Around the same time though my friends got really serious about #bodygoals and this was awful for me. Just when I was trying to do away with my fixation on my appearance it becomes a core value in my circle. While they’re extolling flat stomachs and big booties my isolation and sense of unworthiness is deepening. I don’t say anything, because I’m too ashamed. I suspect they know anyway, and I think I planted little seeds of resentment over the empathy I expected of them, but could never ask for. I negotiated myself into the worst middle ground possible: I gave up the exercise and the compulsion to look differently, and I kept all the unworthiness that was fuelling it in the first place.
Not dealing with shit is like constantly treading water. And if, like me, you have a mood disorder to throw into the mix then that sea level is rising daily until you can’t breathe. I’m getting better at seeing my Tsunami’s approaching. Whenever I feel depression stalking me there is some feeling, some experience, I’ve been avoiding. But before I learnt this about myself, had this realisation, I had to drown.
I’d been entirely alone for two weeks. Avoiding all phone calls and concerned messages from friends. I stopped eating, and the insomnia was so biting, that I was drinking half a bottle of wine just to get a couple of hours of sleep at night. I was feeling weak and the tremor I’d developed from starving myself as a teen became even more pronounced. More shame for me.

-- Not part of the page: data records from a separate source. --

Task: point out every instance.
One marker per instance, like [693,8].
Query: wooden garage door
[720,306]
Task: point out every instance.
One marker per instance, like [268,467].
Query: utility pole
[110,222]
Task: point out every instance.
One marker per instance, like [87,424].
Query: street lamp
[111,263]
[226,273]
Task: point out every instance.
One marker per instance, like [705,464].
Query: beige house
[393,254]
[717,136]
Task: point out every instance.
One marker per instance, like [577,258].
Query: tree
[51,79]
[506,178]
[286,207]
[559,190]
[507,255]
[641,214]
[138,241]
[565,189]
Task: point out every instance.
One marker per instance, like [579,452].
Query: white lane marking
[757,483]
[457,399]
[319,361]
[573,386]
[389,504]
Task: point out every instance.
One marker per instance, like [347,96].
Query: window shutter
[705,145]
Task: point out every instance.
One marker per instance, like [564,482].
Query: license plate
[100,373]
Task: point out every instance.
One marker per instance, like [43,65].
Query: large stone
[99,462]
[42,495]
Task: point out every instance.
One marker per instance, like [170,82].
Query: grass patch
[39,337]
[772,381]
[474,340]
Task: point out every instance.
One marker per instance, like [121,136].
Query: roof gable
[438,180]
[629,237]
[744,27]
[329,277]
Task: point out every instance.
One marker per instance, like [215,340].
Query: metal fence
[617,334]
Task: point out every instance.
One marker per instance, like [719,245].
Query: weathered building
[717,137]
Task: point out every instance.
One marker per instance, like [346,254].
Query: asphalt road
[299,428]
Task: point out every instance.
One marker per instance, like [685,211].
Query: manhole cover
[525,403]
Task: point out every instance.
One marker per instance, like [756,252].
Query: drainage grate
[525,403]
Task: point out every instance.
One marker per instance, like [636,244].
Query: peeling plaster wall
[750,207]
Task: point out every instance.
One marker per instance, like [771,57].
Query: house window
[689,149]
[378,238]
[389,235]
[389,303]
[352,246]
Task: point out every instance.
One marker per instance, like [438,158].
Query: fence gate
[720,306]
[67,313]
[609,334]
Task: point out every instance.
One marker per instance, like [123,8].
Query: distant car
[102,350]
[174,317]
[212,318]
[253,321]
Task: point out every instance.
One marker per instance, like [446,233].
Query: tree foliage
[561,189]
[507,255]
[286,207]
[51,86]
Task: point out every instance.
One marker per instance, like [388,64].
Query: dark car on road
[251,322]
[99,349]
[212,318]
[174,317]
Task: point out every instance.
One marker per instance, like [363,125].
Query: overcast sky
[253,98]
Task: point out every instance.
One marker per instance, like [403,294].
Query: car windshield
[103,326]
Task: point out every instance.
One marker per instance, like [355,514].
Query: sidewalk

I ended up in hospital but that’s a story for another time. Fast forward a couple of months and I leave London to hide out in Leeds. I coped the best way I knew how. I read. Everything and anything. Until I found the book that was a game changer for me. I was familiar with Brene Brown from her TED Talk on vulnerability. She was an example of the type of academic I want to be; relatable and unapologetic about researching the things this culture says are meaningless – like love and compassion. I’d been trying to unlearn my perfectionist compulsions since 2010, so her book The Gifts of Imperfection was a natural choice for me.
Brown talked a lot about authenticity, and it was a word I had been quite sceptical of because of my tra
ining in critical race theory. “Authentic Blackness” and the politics of belonging is something we are always contesting. But in this context I began to see how meaningful authenticity could be for me. It allowed me to see how excessively concerned I was with people’s perceptions of me, with being a “good person”, and getting everything right. What I thought was self-awareness was actually critical awareness of my faults, and a refusal to see myself in context. I was constantly looking away. And in that blindness I didn’t believe I was worthy of love and belonging as I was. The desire to change my body was just the beginning. I was working a complete project in becoming someone else.
The language of authenticity allowed me to face myself without pretence. I was feeling alone and uncared for. This former fundamentalist Christian had ended up believing the world was a cold and chaotic place. Deep down I knew neither extreme was true for me, and it was time for me to cultivate a spiritual perspective that would help create emotional and mental resilience. Doing that work brought me balance. I stopped seeing my body as simply ornamental and orgasmic, but as a vehicle for self-actualisation. It allowed me to inhabit it so that I was not constantly holding it up for criticism. I didn’t just go beyond being self-conscious, but that night in my bedroom I was unconscious of my nakedness. And completely at home with myself.